Generation To Go

Jun 30, 2006 15:20

Wir wollen es gerne allen recht machen. Den Eltern, den Gewerkschaften, den Arbeitgebern und den Freunden. Vor allem aber uns selbst. Wir möchten unseren eigenen Weg gehen und trotzdem soll man von uns sagen: „Aus dem ist doch noch was geworden!“.

Unser Durchhaltevermögen schulen wir, indem wir es durchhalten, immer wieder fremd zu sein. Wir schnipseln unsere Lebenslauf aus tausend Praktika, Zusatzkursen und Auslandsaufenthalten zurecht. Als würde es nicht reichen, dass unsere Familien schon Patchwork sind.

Das Aufdröseln der eigenen Strukturen bis ans Existenzminimum tarnt sich als Vorausschauung. Alles soll geplant sein. Mit 21 soll ich wissen, wie die nächsten fünf Jahre meines Lebens zumindest in beruflicher Hinsicht aussehen. Ausweichmöglichkeiten sollte ich aber bitte auch noch in petto haben. Und spontan und flexibel sein. Klappt das Studium in Australien nicht? Macht nix. Gehste eben nach Schweden.

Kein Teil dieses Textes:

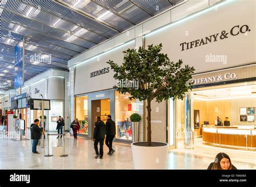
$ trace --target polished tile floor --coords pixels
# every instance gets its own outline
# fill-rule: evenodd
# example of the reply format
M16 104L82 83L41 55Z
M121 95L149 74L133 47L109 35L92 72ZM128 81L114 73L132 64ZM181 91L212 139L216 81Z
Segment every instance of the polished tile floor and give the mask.
M40 154L31 152L31 140L0 139L0 169L132 169L132 156L131 147L114 143L116 152L112 156L106 154L107 147L104 145L105 155L103 160L94 159L95 156L93 142L78 138L66 136L65 153L68 157L45 157L47 148L38 147ZM62 143L56 136L50 138L50 145L57 146ZM51 148L50 153L51 154ZM205 169L214 161L215 155L220 152L228 154L232 163L238 169L256 169L256 152L234 150L213 148L195 143L193 149L182 147L170 150L168 155L166 168L169 169Z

Zuhause wartet vielleicht jemand, vielleicht auch nicht. Wir sind ja jung, da muss man so was machen. Das gehört dazu. Und wir tragen Digitalkameras mit uns herum, um festzuhalten, wo wir sind. Weil wir uns im nächsten Moment auch schon wieder woanders befinden könnten. Und vergessen will ja niemand. Dann schreiben wir E-Mails nach Hause und dokumentieren unsere Reisen um die Welt. Die tränenden Augen von Mama leuchten. Und Opa schüttelt den Kopf.

Lebenslauftuning ist Regel Nummer Eins. War man in der elften Klasse nicht im Ausland, wird man schief angeschaut. Studiert man in derselben Stadt, in der man Abitur gemacht hat, erntet man freches Grinsen. Dass wir trotz unseres Bemühens, möglichst flexibel und vielseitig zu sein, auch ein Bedürfnis nach Kontinuität haben, wirkt dabei fast lächerlich. Heimatgefühle, ein Zuhause, langjährige tiefe Freundschaften zu mehr als nur einem Menschen, das sind so Dinge, die sollen wir im Zaum halten. Wild und frei sind wir jetzt und das sollen wir bitteschön auch ausnutzen. In die Welt hinaus und ab durch die Mitte. Äußern wir den Wunsch nach etwas Permanentem im Leben, und damit meine ich eben nicht permanente Check-Ins und Kurzfassungen, fragt man uns: „Haste Schiss, oder was?“.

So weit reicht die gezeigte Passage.